複雑・ファジー小説

Re: 学園マーシャルアーティスト ( No.37 )
日時: 2016/08/28 21:22
名前: 大関 ◆C5p8guYtTw (ID: 9ihy0/Vy)

 既に対策を打ってある、その言葉に白石は反応を示した。

「対策があるだって? 一体全体、どんなのを考えたのさ。」
「ちょっと時間貰うぜ。」

 黒野はポケットから電話を取り出し、誰かに連絡をした。

「おぅ、立花。今、空いてるか? 空いてるなら、急で悪いが、ちょっと来てくれ。」

 そう言うと黒野は電話を切る。どうやら、彼の対策というのは立花を頼るようである。
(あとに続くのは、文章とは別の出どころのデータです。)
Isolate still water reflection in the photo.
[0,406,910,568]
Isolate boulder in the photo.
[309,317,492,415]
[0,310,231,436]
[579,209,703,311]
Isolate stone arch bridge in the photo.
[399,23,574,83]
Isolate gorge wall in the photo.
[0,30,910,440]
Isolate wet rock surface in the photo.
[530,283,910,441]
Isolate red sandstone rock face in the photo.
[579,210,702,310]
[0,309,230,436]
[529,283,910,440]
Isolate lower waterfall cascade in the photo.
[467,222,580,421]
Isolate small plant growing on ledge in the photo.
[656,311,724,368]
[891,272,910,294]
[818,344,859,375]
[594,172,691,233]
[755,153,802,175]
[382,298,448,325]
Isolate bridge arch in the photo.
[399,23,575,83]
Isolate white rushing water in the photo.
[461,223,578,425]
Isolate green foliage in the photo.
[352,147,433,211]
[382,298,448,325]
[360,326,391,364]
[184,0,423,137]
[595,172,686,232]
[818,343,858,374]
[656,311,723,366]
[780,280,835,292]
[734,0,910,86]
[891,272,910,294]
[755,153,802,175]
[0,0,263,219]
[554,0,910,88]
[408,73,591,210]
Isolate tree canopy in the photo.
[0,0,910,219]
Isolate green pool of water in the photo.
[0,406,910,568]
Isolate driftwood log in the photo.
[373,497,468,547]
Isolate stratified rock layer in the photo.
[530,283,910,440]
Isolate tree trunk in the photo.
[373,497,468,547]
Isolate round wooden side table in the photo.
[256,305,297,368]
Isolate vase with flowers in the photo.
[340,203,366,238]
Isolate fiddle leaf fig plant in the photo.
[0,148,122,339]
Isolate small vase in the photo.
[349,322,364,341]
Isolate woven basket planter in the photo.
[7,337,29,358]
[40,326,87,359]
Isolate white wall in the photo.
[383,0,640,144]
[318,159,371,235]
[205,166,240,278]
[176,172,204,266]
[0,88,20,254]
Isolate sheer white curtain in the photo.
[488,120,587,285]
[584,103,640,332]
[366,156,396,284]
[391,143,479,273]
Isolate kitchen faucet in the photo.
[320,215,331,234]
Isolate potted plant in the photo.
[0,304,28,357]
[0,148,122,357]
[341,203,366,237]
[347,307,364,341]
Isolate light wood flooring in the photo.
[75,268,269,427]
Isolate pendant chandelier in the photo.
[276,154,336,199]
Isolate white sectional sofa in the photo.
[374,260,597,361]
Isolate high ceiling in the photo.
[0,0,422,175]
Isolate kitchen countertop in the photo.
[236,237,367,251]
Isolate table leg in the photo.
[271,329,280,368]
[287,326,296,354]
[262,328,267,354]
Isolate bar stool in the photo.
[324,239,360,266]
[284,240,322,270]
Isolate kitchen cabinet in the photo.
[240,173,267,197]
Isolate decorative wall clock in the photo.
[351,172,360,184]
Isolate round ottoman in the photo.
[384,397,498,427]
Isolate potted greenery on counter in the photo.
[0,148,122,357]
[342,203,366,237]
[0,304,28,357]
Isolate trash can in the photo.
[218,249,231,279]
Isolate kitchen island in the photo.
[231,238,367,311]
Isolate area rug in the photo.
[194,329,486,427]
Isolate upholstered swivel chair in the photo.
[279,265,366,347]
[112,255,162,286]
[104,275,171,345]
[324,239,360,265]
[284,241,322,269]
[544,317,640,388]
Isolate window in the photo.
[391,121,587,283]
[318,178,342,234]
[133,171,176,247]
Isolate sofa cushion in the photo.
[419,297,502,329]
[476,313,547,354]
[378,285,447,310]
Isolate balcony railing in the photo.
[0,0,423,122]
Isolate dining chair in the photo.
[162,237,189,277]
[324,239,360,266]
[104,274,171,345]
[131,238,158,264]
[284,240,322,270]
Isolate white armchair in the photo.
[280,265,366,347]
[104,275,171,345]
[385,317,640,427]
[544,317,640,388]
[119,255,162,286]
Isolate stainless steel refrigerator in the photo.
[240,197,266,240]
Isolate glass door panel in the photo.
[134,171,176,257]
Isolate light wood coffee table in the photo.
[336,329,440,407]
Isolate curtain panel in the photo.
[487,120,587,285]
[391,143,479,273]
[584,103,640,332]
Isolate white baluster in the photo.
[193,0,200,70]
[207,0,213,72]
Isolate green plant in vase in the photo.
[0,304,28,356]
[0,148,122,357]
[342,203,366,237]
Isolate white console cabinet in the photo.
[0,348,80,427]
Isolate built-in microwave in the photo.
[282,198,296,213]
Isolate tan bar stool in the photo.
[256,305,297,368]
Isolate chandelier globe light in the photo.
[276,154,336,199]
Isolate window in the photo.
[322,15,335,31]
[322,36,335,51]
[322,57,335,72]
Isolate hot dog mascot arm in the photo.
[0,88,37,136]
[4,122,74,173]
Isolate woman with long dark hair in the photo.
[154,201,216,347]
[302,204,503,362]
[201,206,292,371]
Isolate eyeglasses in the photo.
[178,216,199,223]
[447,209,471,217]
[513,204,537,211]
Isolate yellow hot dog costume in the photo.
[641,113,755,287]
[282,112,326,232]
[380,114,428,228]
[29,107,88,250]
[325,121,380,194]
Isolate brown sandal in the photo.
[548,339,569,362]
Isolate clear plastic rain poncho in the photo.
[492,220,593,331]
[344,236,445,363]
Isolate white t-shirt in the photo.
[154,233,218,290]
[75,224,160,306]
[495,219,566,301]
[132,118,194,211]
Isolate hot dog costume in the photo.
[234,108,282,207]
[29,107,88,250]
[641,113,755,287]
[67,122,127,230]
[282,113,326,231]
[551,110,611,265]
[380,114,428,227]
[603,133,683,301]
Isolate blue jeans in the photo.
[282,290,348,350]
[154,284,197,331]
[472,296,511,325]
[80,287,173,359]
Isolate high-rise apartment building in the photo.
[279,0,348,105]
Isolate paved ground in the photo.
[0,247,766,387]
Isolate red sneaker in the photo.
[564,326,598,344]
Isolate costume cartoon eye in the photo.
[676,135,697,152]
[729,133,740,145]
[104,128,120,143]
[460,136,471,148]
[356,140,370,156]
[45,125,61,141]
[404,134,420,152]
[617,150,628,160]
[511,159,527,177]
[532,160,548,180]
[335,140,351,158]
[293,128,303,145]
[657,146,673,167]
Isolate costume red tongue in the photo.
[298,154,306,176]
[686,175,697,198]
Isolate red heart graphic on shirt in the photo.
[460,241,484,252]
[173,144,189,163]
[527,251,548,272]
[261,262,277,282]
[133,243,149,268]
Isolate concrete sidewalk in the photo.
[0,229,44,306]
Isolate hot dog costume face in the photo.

白石はこの時点で何かに気づいたような、そんな表情を軽く浮かべた。
 数分後、立花は相撲部にやってくる。

「黒野先輩、おまたせ。」
「おぅ、立花。急に呼んで悪いな。そんでまたスマネェが……一週間、俺に付き合ってくれ。」
「いいよ。大会まだ先だし。」
「いや、立花くん、そんなあっさりと了承して大丈夫なのかい?」

 内容すら聞かずにあっさりと黒野の頼みを引き受ける立花に、少々呆れ気味に白石は語りかける。それを黒野も立花も特に気にした素振りを見せず、黒野は不適すぎる笑顔を浮かべながら、白石に語りかける。

「相棒よ……俺が立花を呼んだ理由……解かるか?」
「……いや?」

 白石は黒野の考えを既に見破っていた。だが、黒野から『知らないと言え』と言う、恐らく黒野も無意識のうちに発している圧を感じ取った白石は、その圧に任せたまま嘘をついた。

「そうかそうか……知らないか……。」
「一体何を考え付いたんだい?」
「さっき言ったことと矛盾したことを言うけどよ……相棒よ、俺様はサプライズが大好きだ。」
「へぇ、それで?」
「つまりだ!」

 白石の後ろに回り込んだ黒野は、白石をそのまま押す。何がなんなのか、理解できずに押されるがままに前へと進んでいく。

「ちょっ、ダンナ!?」
「な〜に、お前にもトレーニングはつけてもらうつもりだぜ。だがな、今からやるトレーニングはお前へのサプライズのために極秘で行うやつだ。お前といえども見せるわけにはいかねぇんだ。だからお前には全力で隠させてもらうぜ。」
「それ隠すべき本人に一番言っちゃいけないセリフじゃん!」
「細けぇこたぁ、気にすんな。また後でトレーニング頼むぜ!」

 そう言って、部室棟の外へと押した後、黒野は白石を置いて相撲部の部室へと戻っていく。白石はそれを、ただ見送るしか出来なかった。
 黒野とすれ違うように、弥生も白石の元へと歩み寄ってくる。

「白石くん。」
「あぁ、弥生ちゃん……いやぁ、いつも通りとはいえ、ダンナも強引だねホント。」
「うん……黒野くん、何を思いついたんだろう。」
「まぁ、ダンナの事だから、わかりやすいよねこれは……。」

 もう既に殆ど見破っている白石は、悟ったかのように部室棟を眺めていた。